For instance, a common open source tooling stack for artificial intelligence (AI) applications likely includes some combination of Jupyter Notebooks, Python, and Docker - at a minimum. Throw in a user interface to front inferencing or reporting and the list expands to includes solutions such as Javascript, Java, Flutter (for Web, Android, and iOS) as well as infrastructure as code (Kubernetes and Helm). Adoption of a monorepo build tool like Bazel for one of these technologies might prove doable for a delivery team, but when that list expands to nearly a half dozen or more, the task becomes more daunting.
Polyglot Monorepos for the Rest of Us
In our business, Maven is the effective ground truth build system based on established expertise, excellent support for common technologies, and strong, well documented patterns. While Gradle is well-known for its task avoidance and incremental build support, Maven also now truly fits the bill of a monorepo build system since introducing first class local and remote build cache support in early 2023.

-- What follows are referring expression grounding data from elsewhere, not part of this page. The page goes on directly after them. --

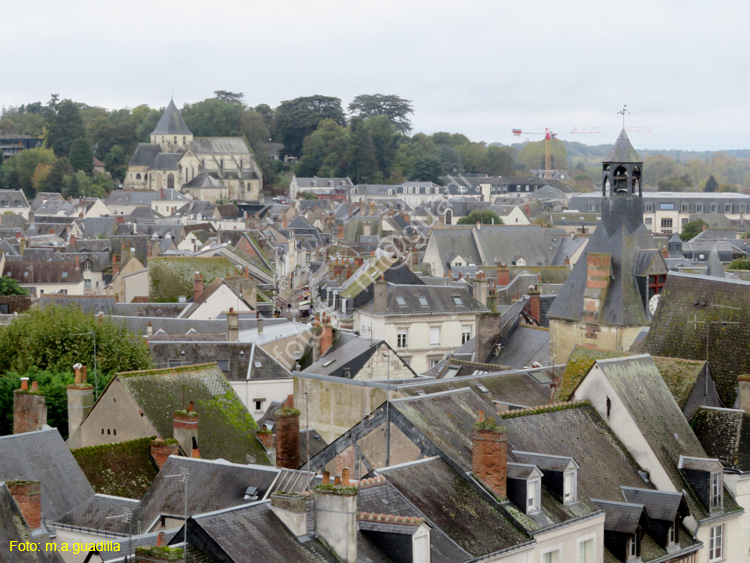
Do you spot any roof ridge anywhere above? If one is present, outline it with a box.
[117,362,220,377]
[501,400,590,419]
[357,512,424,526]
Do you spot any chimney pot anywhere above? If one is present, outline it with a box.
[323,471,330,485]
[342,468,350,485]
[20,378,29,391]
[157,532,165,548]
[30,381,38,392]
[334,476,341,485]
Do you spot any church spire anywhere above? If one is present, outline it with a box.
[602,129,642,197]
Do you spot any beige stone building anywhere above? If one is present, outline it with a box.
[125,100,262,202]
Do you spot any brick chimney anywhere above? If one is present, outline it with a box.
[583,252,611,322]
[274,395,300,469]
[150,438,179,469]
[67,363,94,438]
[282,216,288,229]
[8,480,42,530]
[374,276,388,313]
[315,478,358,563]
[116,215,124,224]
[337,224,345,240]
[227,307,239,341]
[472,411,508,500]
[496,265,510,287]
[112,253,119,277]
[353,256,364,268]
[69,233,76,247]
[320,325,334,357]
[14,379,47,434]
[191,436,200,458]
[173,401,198,455]
[527,286,541,324]
[193,272,204,302]
[739,375,750,414]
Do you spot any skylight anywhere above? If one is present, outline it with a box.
[396,296,407,307]
[418,296,429,307]
[452,295,463,306]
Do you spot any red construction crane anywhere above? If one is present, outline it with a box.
[511,128,557,179]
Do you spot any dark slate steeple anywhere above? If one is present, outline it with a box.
[668,232,683,258]
[601,129,644,236]
[152,99,192,136]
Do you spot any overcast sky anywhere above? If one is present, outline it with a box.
[4,0,748,152]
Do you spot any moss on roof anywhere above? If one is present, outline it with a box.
[339,256,397,299]
[553,346,627,402]
[71,437,158,499]
[148,256,239,302]
[651,356,705,409]
[120,364,269,466]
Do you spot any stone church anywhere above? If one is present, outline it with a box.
[547,130,668,363]
[125,100,262,202]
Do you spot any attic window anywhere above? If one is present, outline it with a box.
[254,361,262,369]
[62,271,68,279]
[418,296,429,307]
[710,471,723,510]
[452,295,463,306]
[322,359,336,367]
[476,384,490,393]
[396,296,406,307]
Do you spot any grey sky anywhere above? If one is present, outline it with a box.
[4,0,748,151]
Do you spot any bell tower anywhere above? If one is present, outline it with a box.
[602,129,642,197]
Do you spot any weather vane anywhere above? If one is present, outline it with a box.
[618,104,630,127]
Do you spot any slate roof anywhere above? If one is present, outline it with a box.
[129,143,162,167]
[620,487,688,522]
[191,137,251,155]
[358,283,487,316]
[690,407,750,471]
[70,437,158,499]
[183,171,224,189]
[380,457,532,558]
[605,129,641,163]
[644,272,750,405]
[590,355,729,521]
[591,499,646,533]
[39,295,116,315]
[0,428,95,521]
[3,261,84,284]
[152,100,192,136]
[55,494,139,534]
[152,152,183,170]
[493,325,550,368]
[500,404,650,502]
[116,363,269,465]
[0,483,64,563]
[132,456,279,531]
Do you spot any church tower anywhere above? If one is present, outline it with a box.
[150,99,193,153]
[546,129,667,363]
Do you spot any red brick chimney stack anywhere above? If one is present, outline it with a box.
[14,379,47,434]
[193,272,204,302]
[527,286,541,324]
[150,439,179,469]
[8,480,42,530]
[496,265,510,287]
[320,325,334,357]
[472,411,508,500]
[274,395,300,469]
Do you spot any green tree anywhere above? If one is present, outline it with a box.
[0,276,27,296]
[658,174,693,192]
[134,105,162,142]
[4,147,56,196]
[182,97,243,136]
[409,155,443,183]
[364,116,399,177]
[348,118,378,183]
[457,210,504,225]
[296,119,349,177]
[0,305,152,376]
[276,95,345,157]
[41,157,74,194]
[485,145,515,176]
[68,137,93,173]
[518,139,567,172]
[348,94,413,134]
[46,99,86,157]
[214,90,244,104]
[104,144,128,181]
[679,219,708,241]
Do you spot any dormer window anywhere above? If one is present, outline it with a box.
[710,471,723,510]
[527,478,541,513]
[627,535,639,560]
[668,523,677,547]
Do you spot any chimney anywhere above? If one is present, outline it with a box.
[374,276,387,313]
[257,428,274,450]
[75,255,80,270]
[527,286,541,324]
[524,204,531,217]
[191,436,200,458]
[257,311,264,335]
[48,228,55,235]
[564,256,570,267]
[150,438,179,469]
[193,272,204,302]
[271,491,308,537]
[496,265,510,287]
[112,254,119,277]
[314,480,358,563]
[227,307,239,341]
[583,252,611,322]
[337,224,345,240]
[69,233,76,247]
[353,256,364,267]
[274,395,300,469]
[160,187,164,200]
[67,364,94,438]
[282,216,288,229]
[472,274,489,307]
[472,412,508,500]
[173,402,198,455]
[14,379,47,434]
[739,375,750,414]
[8,480,42,530]
[320,325,334,357]
[147,321,153,336]
[116,215,124,224]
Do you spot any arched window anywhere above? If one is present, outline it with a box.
[136,173,142,180]
[167,173,175,190]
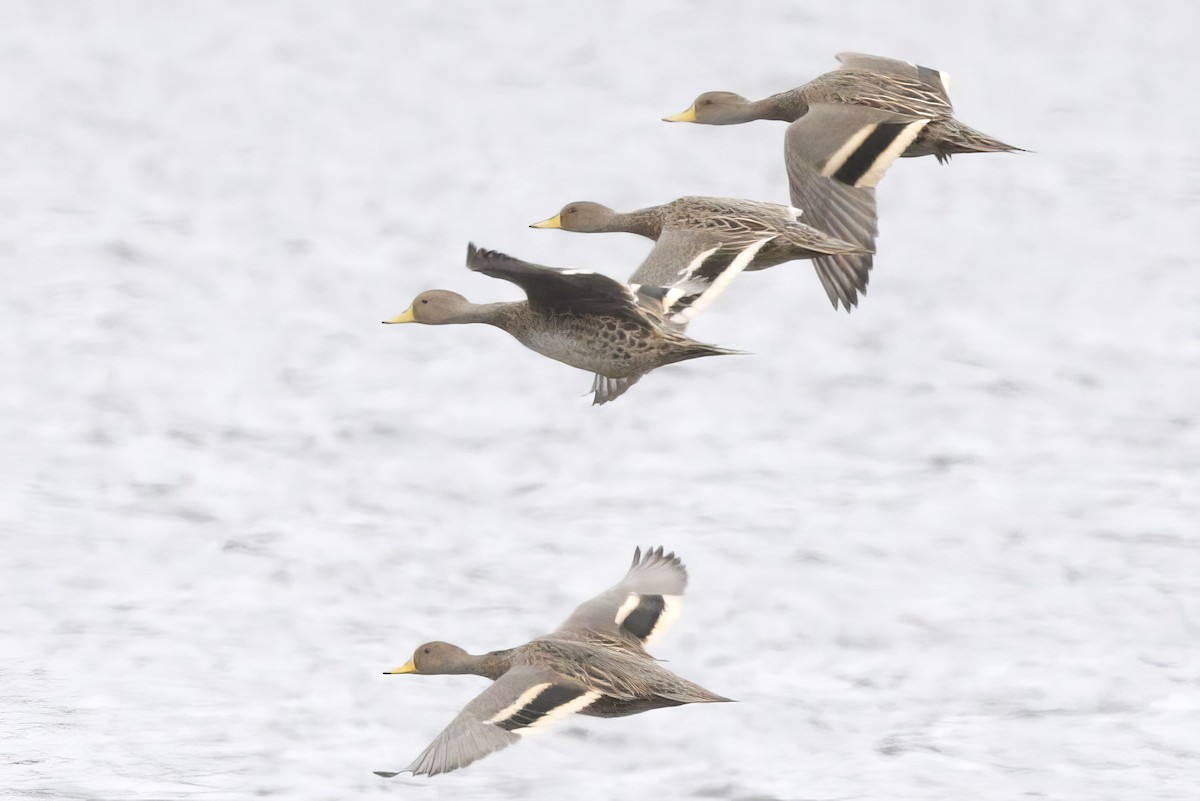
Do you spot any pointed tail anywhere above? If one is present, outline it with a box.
[931,118,1027,163]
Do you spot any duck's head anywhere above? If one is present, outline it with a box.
[383,290,472,325]
[529,201,617,233]
[385,641,471,675]
[663,92,753,125]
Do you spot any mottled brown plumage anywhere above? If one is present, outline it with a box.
[386,242,772,403]
[377,547,729,777]
[666,51,1023,163]
[531,196,868,307]
[664,52,1023,309]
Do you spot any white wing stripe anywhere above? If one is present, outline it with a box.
[485,683,552,726]
[641,595,683,649]
[661,244,720,310]
[483,683,601,735]
[519,690,601,733]
[821,123,877,179]
[668,236,775,326]
[856,119,929,188]
[677,244,722,282]
[614,593,641,627]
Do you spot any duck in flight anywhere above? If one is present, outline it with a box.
[376,547,730,777]
[385,239,775,404]
[664,52,1024,309]
[530,195,869,311]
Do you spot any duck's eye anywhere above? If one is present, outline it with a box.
[566,207,576,214]
[420,299,429,305]
[423,647,431,654]
[701,98,713,106]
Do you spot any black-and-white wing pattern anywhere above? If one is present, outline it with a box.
[377,665,601,778]
[555,546,689,648]
[647,236,776,328]
[629,228,731,290]
[784,104,927,309]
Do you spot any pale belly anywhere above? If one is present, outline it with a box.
[521,330,646,377]
[512,320,667,379]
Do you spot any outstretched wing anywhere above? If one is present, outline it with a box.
[376,666,600,778]
[554,546,689,649]
[784,104,927,310]
[659,236,775,327]
[629,237,775,330]
[465,243,646,322]
[629,228,732,289]
[835,51,953,111]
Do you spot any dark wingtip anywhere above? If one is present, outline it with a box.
[374,771,400,778]
[465,242,516,272]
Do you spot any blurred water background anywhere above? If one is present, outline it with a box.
[2,1,1198,799]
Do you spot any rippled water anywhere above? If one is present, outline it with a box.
[3,2,1198,799]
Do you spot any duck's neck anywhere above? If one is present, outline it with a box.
[603,206,666,240]
[464,649,516,680]
[747,90,808,122]
[443,301,525,327]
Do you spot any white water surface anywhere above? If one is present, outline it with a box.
[3,2,1198,799]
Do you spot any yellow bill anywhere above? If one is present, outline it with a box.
[662,105,698,123]
[529,214,562,229]
[383,306,416,324]
[385,658,418,674]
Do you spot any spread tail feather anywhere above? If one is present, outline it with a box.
[590,373,645,405]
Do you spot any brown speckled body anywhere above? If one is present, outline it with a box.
[497,306,729,380]
[390,244,744,403]
[466,634,728,718]
[383,547,730,776]
[545,196,866,291]
[661,196,863,268]
[743,65,1019,162]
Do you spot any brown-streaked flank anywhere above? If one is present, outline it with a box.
[375,547,730,778]
[384,239,775,404]
[530,195,870,311]
[664,52,1024,309]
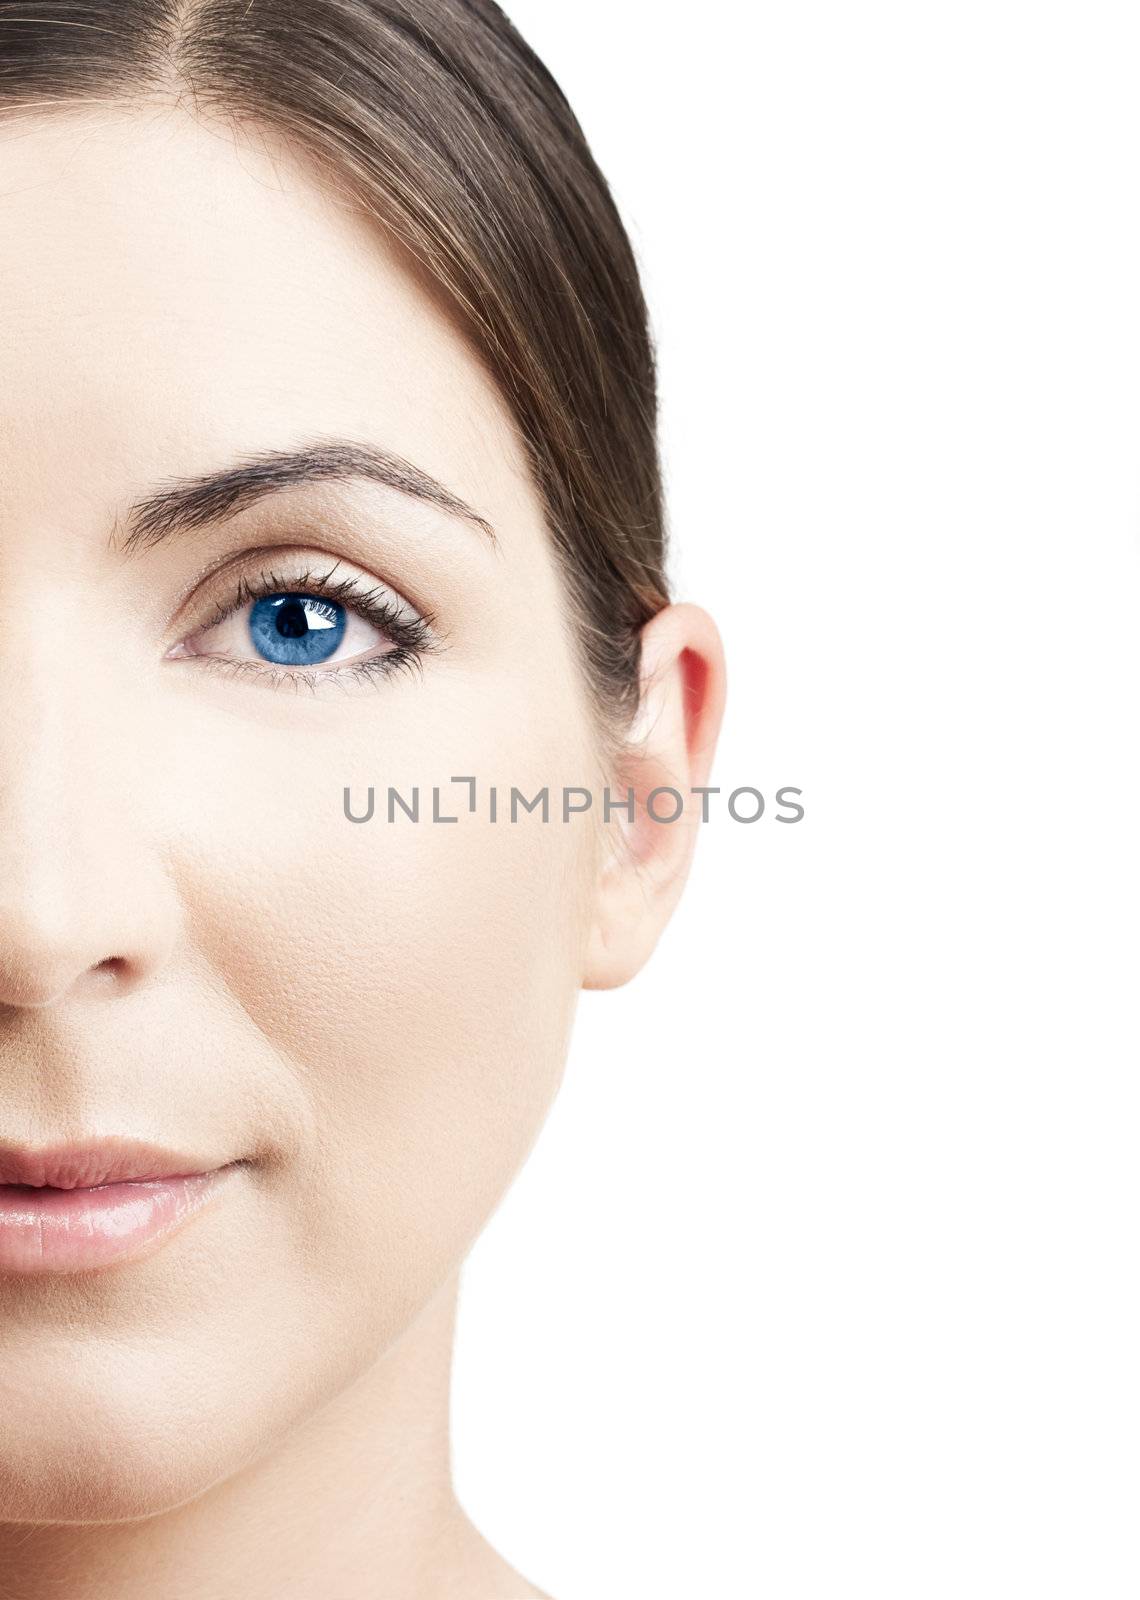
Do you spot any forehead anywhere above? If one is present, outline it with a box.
[0,105,535,543]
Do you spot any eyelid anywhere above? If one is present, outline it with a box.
[162,540,432,639]
[196,556,427,633]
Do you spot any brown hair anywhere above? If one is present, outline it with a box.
[0,0,670,734]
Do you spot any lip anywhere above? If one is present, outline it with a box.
[0,1137,243,1276]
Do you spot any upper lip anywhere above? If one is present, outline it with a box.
[0,1137,226,1190]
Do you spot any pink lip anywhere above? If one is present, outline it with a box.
[0,1138,243,1276]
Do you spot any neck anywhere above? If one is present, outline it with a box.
[0,1269,544,1600]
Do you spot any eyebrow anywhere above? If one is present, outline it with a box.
[112,438,498,555]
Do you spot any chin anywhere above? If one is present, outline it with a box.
[0,1342,269,1524]
[0,1432,236,1526]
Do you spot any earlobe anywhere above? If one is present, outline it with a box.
[583,602,727,990]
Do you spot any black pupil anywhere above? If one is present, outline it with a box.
[275,599,310,639]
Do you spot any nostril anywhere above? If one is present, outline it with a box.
[90,956,131,988]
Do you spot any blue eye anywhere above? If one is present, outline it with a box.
[248,595,347,666]
[168,560,436,688]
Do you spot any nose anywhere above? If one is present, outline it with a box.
[0,626,181,1010]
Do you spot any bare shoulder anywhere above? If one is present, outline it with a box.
[483,1563,556,1598]
[444,1507,559,1599]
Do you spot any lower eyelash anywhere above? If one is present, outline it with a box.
[191,646,430,697]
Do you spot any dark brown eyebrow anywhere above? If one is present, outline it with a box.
[111,438,498,555]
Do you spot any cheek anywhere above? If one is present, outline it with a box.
[160,663,599,1345]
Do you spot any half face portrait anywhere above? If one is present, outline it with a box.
[0,4,725,1596]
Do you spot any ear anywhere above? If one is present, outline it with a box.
[583,602,727,989]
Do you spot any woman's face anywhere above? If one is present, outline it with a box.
[0,106,603,1519]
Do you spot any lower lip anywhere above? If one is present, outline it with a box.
[0,1167,241,1276]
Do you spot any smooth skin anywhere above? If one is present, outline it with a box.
[0,102,725,1600]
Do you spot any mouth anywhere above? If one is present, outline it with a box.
[0,1138,245,1276]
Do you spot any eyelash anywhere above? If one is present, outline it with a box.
[185,559,437,695]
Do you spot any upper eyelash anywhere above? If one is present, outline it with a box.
[189,559,438,692]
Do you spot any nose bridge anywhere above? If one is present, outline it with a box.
[0,586,179,1007]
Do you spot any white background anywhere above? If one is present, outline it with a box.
[451,5,1140,1596]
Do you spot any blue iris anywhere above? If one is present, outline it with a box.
[248,595,347,666]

With that said, support for Python, the lingua franca of data science, is poor. The most common solution for handling Python in Maven requires delegating direct calls to the maven-exec-plugin
(any use of this plugin is an almost certain sign of a hack that will have poor maintenance qualities and cause much future pain). To improve on this situation, Habushu was created.
Habushu Brings Order to Python Projects
Habushu, an open sourced Maven Plugin, extends Maven’s monorepo support to truly handle Python projects. It brings order and consistency to a language that tends to suffer from haphazard, unversioned, and unreproducible qualities. Central to the challenge of managing Python projects is its use of virtual environments to handle project isolation as well as general lack of a common lifecycle to test, package, and deploy projects. Habushu uses the standard Maven lifecycle to bind these Python activities to the build process and drastically increase the consistency and repeatability of Python delivery. The initial implementation leveraged venv
, pip
and pyenv
, to pave the most common paths used by Python developers. However, this proved to be fragile and required too many manual interventions over time. Habushu then updated to leverage Poetry to underpin Python standards and commands, substantially improving the stability and maintenance quality of the projects. Specifically, Habushu provides the following build lifecycle hooks2:
Building a Python module in a consistent, repeatable fashion improves the embedding of Python projects into your polyglot system. But it does not take long before your project likely needs Python modules shared across multiple components to encapsulate some reusable functionality. Habushu helps here as well, providing functionality via the related poetry-monorepo-dependecy-plugin to seamlessly incorporate local dependencies from your monorepo structure into other projects.
When completed, your polyglot system can run a traditional mvn clean install
command that implicitly handles that above lifecycle - all within the same build as many other popular technologies. All typical Maven constructs, such as profiles, release builds, settings.xml
value encryption, etc. all work with Habushu natively.
As with all Habushu functionality, care has been taken to ensure that Python developers can also simply leverage Poetry directly. This allows Python developers to work in a manner that is natural to them, as desired, while simultaneously gaining the benefits of a consistent build process and monorepo structure.
But Python Doesn’t Need a Build, Right?
One related mental challenge often occurs when discussing the idea of Habushu with Python developers. Python is an interpreted language, so there is a strong sense that your don’t need to build it. Builds, however, are only partially about compiling source code. The rest of the build lifecycle discussed above is arguably even more valuable than code compilation in software delivery. Once this is explained and Python developers experience the benefits of the build lifecycle across a couple of releases, we’ve found that their buy in increases substantially.
Borrowed from Jean Yang, who incepts the term “Developer Influencer” and summarizes this sentiment well in her X (formerly Twitter) thread from November 2, 2021
At the time of this article, Habushu 2.10.0 was the latest. You can always find the latest Habushu Lifecycle bindings in the project’s documentation.